С высоты минбара Тарег ясно видел резной золоченый фриз под изогнутыми раковинами свода над священной нишей. Оттуда на нерегиля смотрели девяносто девять Имен, растеревшие в порошок его свободу и достоинство в то проклятое утро над Мадинат-аль-Заура.

— Аль-Адлю, Справедливый, — тихо проговорил Тарег, дрожа от бессильной ярости. — Аль-Мумииту, Убивающий, — и нерегиль перевел взгляд на бестолково мечущуюся по залу толпу мерзавцев. — Халва и Возлюбленный, надо же… Убивающий — вот это истина, подлые вы ублюдки.
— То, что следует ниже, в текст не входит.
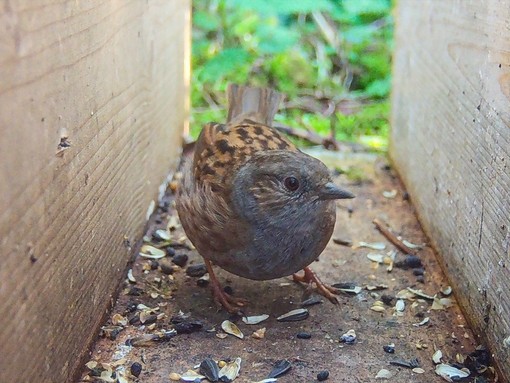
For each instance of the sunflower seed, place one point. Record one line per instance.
(281, 367)
(422, 323)
(162, 235)
(294, 316)
(437, 357)
(255, 319)
(209, 368)
(383, 374)
(148, 251)
(232, 329)
(349, 337)
(373, 245)
(450, 373)
(231, 370)
(191, 376)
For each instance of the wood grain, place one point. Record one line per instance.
(451, 144)
(113, 77)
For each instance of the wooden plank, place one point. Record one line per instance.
(451, 144)
(113, 77)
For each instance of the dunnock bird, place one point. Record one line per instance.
(251, 202)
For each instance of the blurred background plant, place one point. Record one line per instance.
(332, 59)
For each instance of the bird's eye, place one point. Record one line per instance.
(291, 183)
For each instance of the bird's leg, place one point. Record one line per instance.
(230, 303)
(309, 277)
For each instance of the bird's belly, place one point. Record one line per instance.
(266, 259)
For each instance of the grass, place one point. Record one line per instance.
(332, 58)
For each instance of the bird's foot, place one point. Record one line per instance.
(310, 277)
(229, 303)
Это отучит вас сбегаться на казни…

По белому мрамору налоя хлестнули красные брызги. Тарег положил в них ладони и снова поднял глаза на золоченые переплетения ашшаритской вязи:

— Аль-Мааниу, Удерживающий.

И тут же схватился окровавленными руками за горло — петля гейса стала затягиваться, перехватывая дыхание.

Откашлявшись, Тарег упрямо уставился на ненавистные буквы:

— Значит, вы меня взяли — и держите. Что ж, посмотрим, что у вас получится…

Прошептав свой вызов, нерегиль закашлялся снова — но теперь он был спокоен. Завтра его замысел осуществится в своей полноте. И этому уже ничего не сможет помешать.